Abstract

A study has been made of the influence of variable amplitude loading on Mode III (anti-plane shear) fatigue crack propagation in circumferentially-notched cylindrical specimens of ASTM A469 rotor steel (yield strength 621 MN/m 2), subjected to cyclic torsional loading. Specifically, transient crack growth behavior has been examined following spike and fully-reversed single overloads and for low-high and high-low block loading sequences, and the results compared to equivalent tests for Mode I (tensile opening) fatigue crack growth. It is found that the transient growth rate response following such loading histories is markedly different for the Mode III and Mode I cracks. Whereas Mode I cracks show a pronounced transient retardation following single overloads (in excess of 50% of the baseline stress intensity), Mode III cracks show a corresponding acceleration. Furthermore, following high-low block loading sequences, the transient velocity of Mode I cracks is found to be less than the steady-state velocity corresponding to the lower (current) load level, whereas for Mode III cracks this transient velocity is higher. Such differences are attributed to the fact that during variable amplitude loading histories. Mode III cracks are not subjected to mechanisms such as crack tip blunting/branching and fatigue crack closure, which markedly influence the behavior of Mode I cracks.
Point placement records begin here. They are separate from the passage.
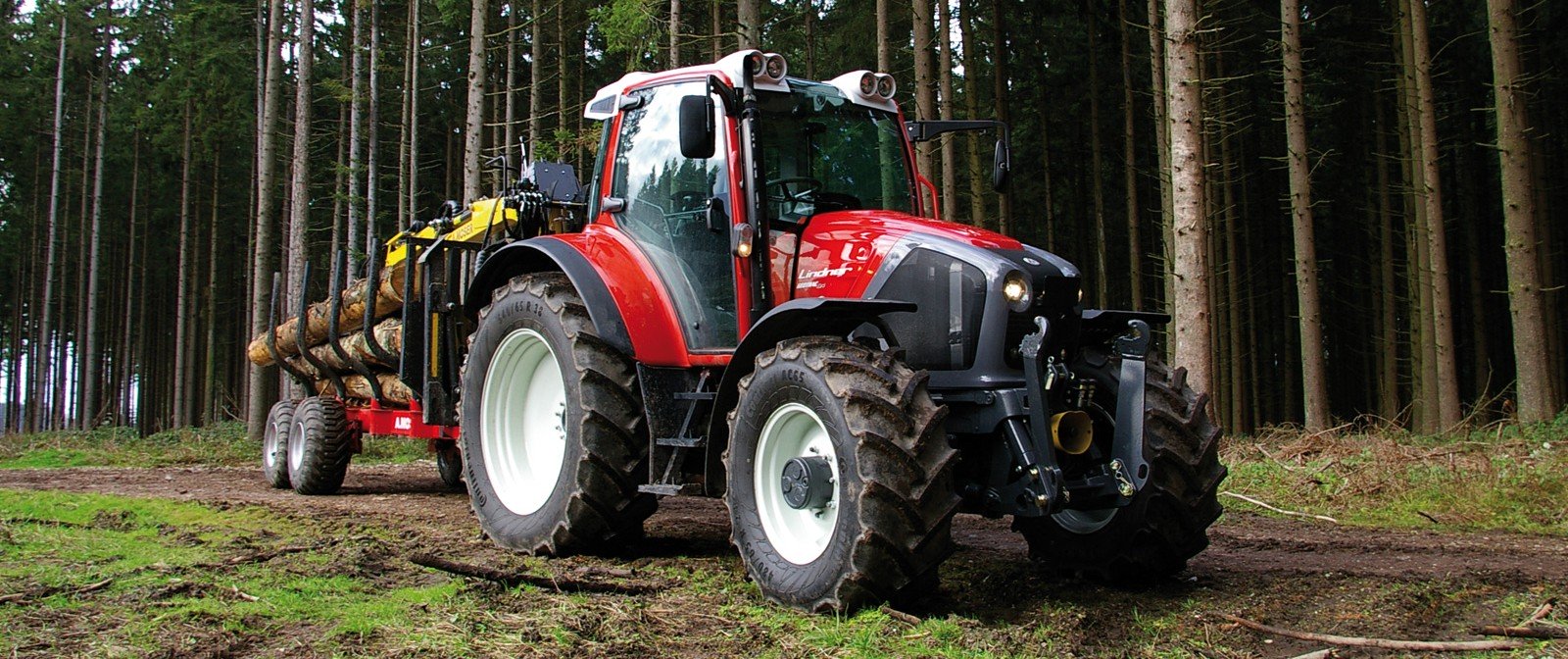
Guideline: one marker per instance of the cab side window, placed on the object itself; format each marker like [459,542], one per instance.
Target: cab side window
[666,196]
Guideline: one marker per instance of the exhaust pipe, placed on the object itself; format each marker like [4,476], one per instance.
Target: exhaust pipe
[1071,431]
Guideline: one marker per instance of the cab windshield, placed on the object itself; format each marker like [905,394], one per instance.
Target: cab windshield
[823,153]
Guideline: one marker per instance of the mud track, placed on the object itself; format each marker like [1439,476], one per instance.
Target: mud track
[412,496]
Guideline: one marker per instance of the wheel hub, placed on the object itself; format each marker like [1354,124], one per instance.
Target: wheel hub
[808,482]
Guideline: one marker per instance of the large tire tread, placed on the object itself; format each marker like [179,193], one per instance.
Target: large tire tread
[328,446]
[603,507]
[904,460]
[1168,522]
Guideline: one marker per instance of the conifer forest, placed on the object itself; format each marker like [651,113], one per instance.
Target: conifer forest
[1350,208]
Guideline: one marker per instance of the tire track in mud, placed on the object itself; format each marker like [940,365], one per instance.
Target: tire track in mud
[412,496]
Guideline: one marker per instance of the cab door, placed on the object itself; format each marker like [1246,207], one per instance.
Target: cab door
[661,200]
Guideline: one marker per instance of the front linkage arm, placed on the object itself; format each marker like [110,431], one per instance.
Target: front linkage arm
[1032,447]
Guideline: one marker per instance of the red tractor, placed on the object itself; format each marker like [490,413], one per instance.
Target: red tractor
[757,305]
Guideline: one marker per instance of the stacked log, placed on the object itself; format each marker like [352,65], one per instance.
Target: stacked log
[357,386]
[384,298]
[355,303]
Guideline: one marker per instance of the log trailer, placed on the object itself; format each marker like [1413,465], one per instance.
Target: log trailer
[752,300]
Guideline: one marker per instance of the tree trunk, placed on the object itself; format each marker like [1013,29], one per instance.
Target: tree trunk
[1447,388]
[413,120]
[211,310]
[883,36]
[357,114]
[263,381]
[90,347]
[1004,201]
[1388,298]
[1097,177]
[182,396]
[750,16]
[674,33]
[1526,300]
[1129,165]
[474,129]
[537,80]
[373,132]
[510,133]
[971,110]
[125,347]
[924,82]
[717,41]
[38,402]
[945,39]
[1314,384]
[1164,153]
[1191,337]
[300,204]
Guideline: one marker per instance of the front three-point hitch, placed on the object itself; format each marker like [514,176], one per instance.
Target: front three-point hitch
[1058,421]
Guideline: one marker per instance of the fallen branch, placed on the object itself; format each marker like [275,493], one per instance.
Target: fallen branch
[1541,612]
[1280,510]
[1521,633]
[899,616]
[1380,643]
[514,580]
[91,587]
[266,556]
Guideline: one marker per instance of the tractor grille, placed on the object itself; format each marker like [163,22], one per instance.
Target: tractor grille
[1054,298]
[951,295]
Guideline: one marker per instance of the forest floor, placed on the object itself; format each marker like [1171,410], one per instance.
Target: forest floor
[187,557]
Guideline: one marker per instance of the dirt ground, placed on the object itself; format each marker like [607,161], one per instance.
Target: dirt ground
[1300,573]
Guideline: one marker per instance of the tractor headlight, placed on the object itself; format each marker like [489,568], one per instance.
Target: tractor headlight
[1016,290]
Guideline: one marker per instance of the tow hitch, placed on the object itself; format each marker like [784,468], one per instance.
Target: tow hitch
[1034,446]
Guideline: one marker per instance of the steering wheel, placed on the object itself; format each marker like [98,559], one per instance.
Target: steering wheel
[804,192]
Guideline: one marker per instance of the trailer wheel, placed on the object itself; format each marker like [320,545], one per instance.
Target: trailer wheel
[839,476]
[449,463]
[274,443]
[320,446]
[1167,522]
[553,424]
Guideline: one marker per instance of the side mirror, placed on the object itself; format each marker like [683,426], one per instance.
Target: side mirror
[1001,165]
[697,126]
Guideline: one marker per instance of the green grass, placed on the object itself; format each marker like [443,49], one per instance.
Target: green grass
[219,444]
[1505,478]
[170,569]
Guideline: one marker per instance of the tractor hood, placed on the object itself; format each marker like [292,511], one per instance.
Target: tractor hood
[843,253]
[976,290]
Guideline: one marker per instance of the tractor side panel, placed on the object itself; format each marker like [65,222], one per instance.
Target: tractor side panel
[634,286]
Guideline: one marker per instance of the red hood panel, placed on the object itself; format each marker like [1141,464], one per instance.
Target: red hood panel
[841,251]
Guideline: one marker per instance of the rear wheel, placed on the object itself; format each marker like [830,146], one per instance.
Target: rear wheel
[551,424]
[274,443]
[1168,518]
[320,446]
[839,476]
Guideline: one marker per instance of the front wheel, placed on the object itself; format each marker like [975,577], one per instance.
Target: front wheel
[274,444]
[1167,522]
[320,446]
[839,476]
[553,435]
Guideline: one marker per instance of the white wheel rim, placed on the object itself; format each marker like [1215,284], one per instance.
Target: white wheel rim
[270,446]
[800,535]
[295,444]
[522,421]
[1084,522]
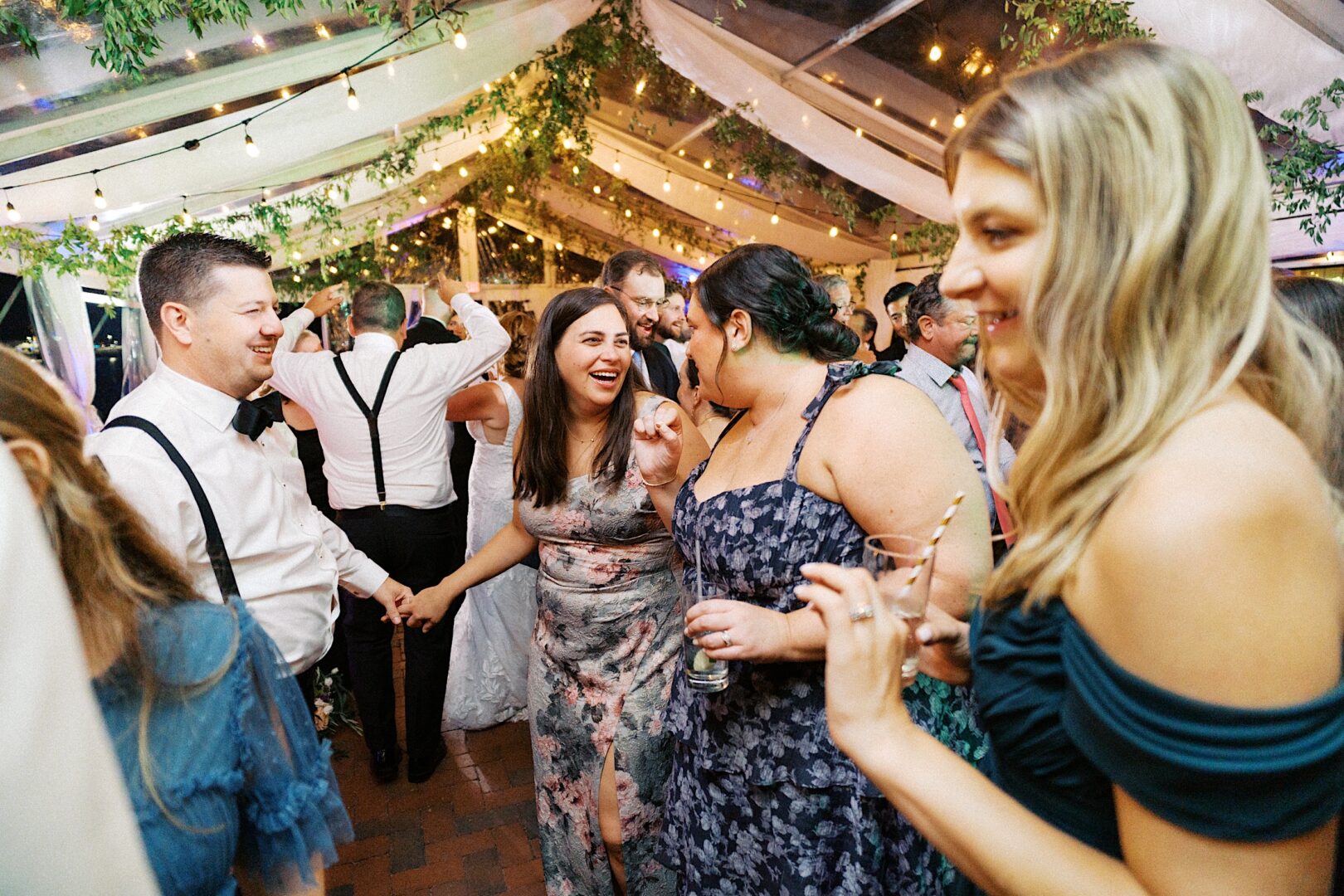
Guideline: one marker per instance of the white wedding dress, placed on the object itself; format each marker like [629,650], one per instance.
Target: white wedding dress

The effect of arbitrary loading sequences on anti-plane shear crack extension can thus be analyzed simply in terms of the damage accumulated within the reversed plastic zones for each individual load reversal. Based on a micro-mechanical model for cyclic Mode III crack advance, where the crack is considered to propagate via a mechanism of Mode II shear (along the main crack front) of voids initiated at inclusion close to the crack tip, models relying on Coffin-Manson damage accumulation are developed which permit estimation of the cumulative damage, and hence the crack growth rates, for arbitrary loading histories. Such models are found to closely predict the experimental post-overload behavior of Mode III cracks, provided that the damage is confined to the immediate vicinity of the crack tip, a notion which is consistent with fractographic analysis of Mode III fracture surfaces.